Now Google has launched a new version of Chrome where this functionality is enabled by default.

"When we can predict with reasonable confidence that you'll click the first result, Instant Pages will begin loading the webpage early," explains software engineer Ziga Mahkovec. "By the time you click on the result, the entire webpage will often appear to have loaded instantly."

When Google first announced Instant Pages, it raised some questions about how it would work with Analytics. A Google spokesperson told WebProNews:

Most website analytics solutions assume that one page load is equivalent to one user “impression,” or page view. Although only issues the prerender hint when it is confident that it knows where the user will click, in some cases it will mispredict, resulting in a page that has appeared to load but was never actually shown to the user.  Although this will happen relatively rarely, in some cases it is important for the webpage to know.

Chrome has implemented a new API called the page visibility API that, among other things, allows websites to detect when they’re being prerendered. You can learn more about that API at our Using the Page Visibility API article.

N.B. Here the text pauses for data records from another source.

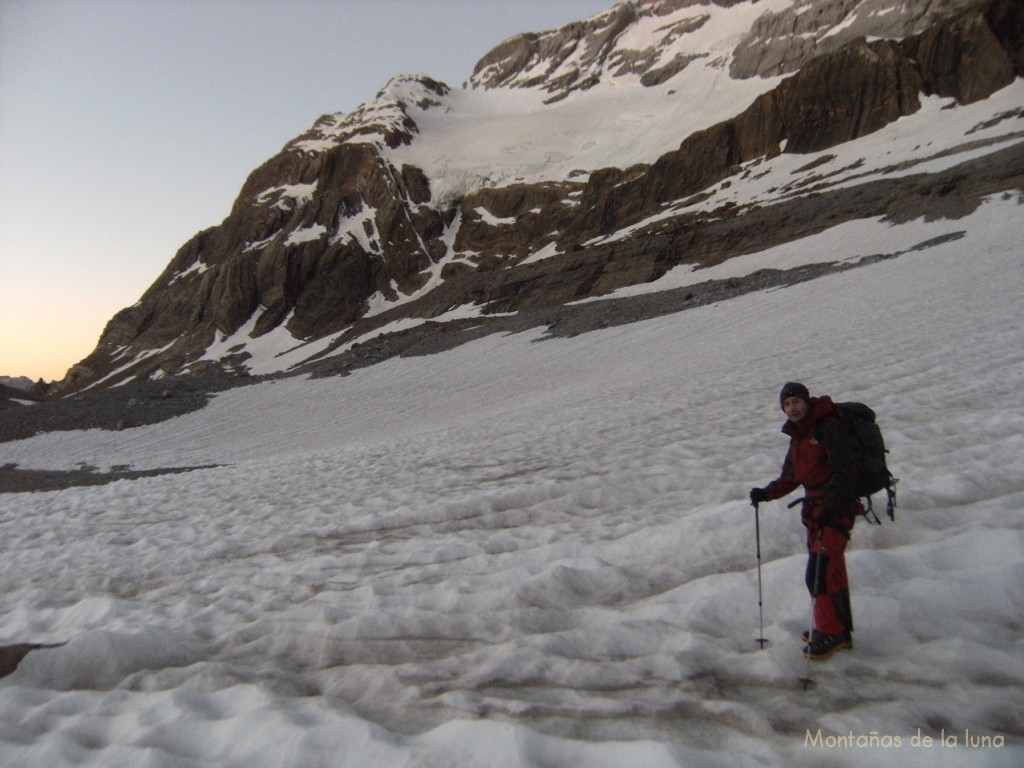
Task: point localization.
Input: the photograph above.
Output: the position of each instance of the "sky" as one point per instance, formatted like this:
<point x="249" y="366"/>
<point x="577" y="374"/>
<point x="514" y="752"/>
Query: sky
<point x="127" y="127"/>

Analytics and advertising solutions will have to be updated to take account of prerendering via the page visibility API. In most cases the end site owner shouldn’t have to make any modifications to his page; the 3rd party will simply make a minor change to the javascript that is pulled into publishers’ pages. You should check with your analytics or advertising providers to check if their scripts are prerendering-aware.

A month ago, StatCounter released some stats indicating that Chrome now accounts for 20% of the global web browser market.